Il parlait avec une noble fierté. «Le travail, mes amis, vous ne le connaissez pas; c'est la muse du matin qui vous éveille doucement, qui vous conduit à l'atelier dans l'auréole des rêves, qui vous met le pinceau à la main en vous pariant Raphaël, qui vous chante la gaie chanson de l'alouette et qui vous dit, à toute heure, que l'Art aussi est une royauté.»

Parisis serra la main à Léo Ramée. «C'est beau, tout ce que tu dis là; je ne t'ai jamais vu si enthousiaste et si radieux!—C'est que, tout à l'heure, j'ai été nommé membre de l'Institut.»

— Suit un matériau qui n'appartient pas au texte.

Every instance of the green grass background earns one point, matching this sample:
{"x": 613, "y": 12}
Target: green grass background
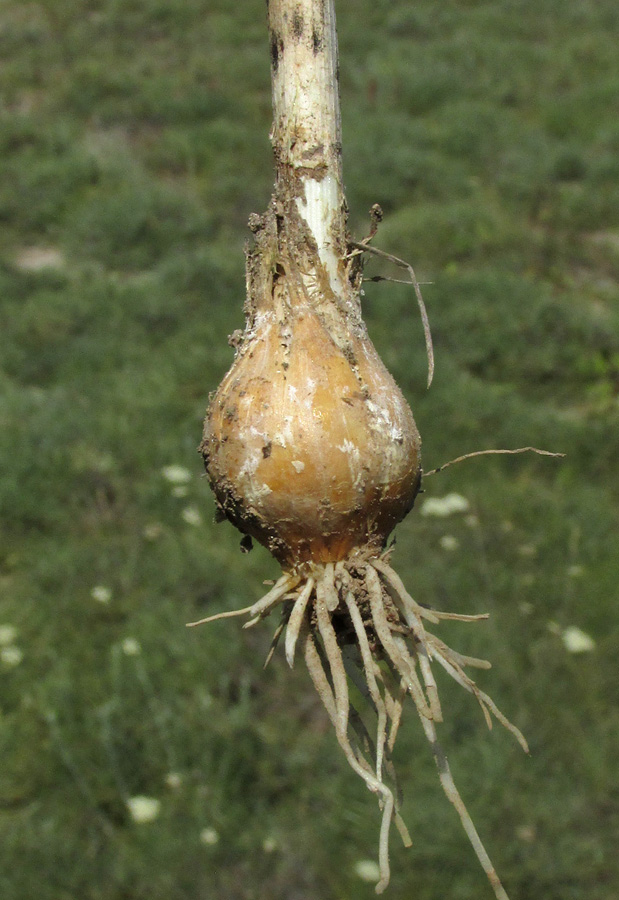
{"x": 133, "y": 147}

Monjoyeux porta un second toast à Léo Ramée. «Au Travail! s'écria-t-il avec une vive expansion d'amitié.—C'est bien, mon cher Léo, dit Parisis, mais pourtant n'oublie pas que Raphaël n'était pas de l'Institut.»

XXII

UNE CAUSERIE SUR LES FEMMES AU CONCERT DES CHAMPS-ÉLYSÉES

Ce soir-là, c'était un vendredi, «tout Paris qui n'aime pas la musique» était au concert des Champs-Élysées,—le concert Musard, comme on dit toujours,—parce qu'en France la royauté a toujours un lendemain.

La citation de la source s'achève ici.